Je vais avec Machenka a Schwalbach a la musique de onze a douze heures. Je vois Obeziana et son frere. J'aime voir des faces connues.
A diner la tete me tourne, je suis obligee de sortir, j'entre chez moi et tombe sur un fauteuil presque sans connaissance. Mais a quatre heures je suis deja rose et jolie et vais de nouveau a Schwalbach avec maman. J'aime conduire et ces petits chevaux sont assez gentils.
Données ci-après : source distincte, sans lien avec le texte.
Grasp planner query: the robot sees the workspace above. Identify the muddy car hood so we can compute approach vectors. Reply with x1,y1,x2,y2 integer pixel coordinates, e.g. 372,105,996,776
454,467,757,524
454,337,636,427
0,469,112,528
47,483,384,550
La a la musique de cinq heures il y a du monde mais rien de bien.
C'est curieux, de Schlangenbad ou je demeure, je ne connais que mon hotel, les bains et la terrasse ou joue la musique pour y avoir ete une fois.
Mme Aleinikoff qui part demain passe la soiree chez nous.
De retour de Schwalbach je viens devant ma glace pour oter mon chapeau mais au lieu de cela reste trois quarts d'heure a me regarder sans avoir la force de m'arracher de ma personne, tellement je suis jolie; en ce moment il me semble que personne n'a autant de charme, de grace, de legerete dans la figure que moi. Mes yeux memes sont particulierement, non, j'allais dire un mot qu'il ne faut pas dire.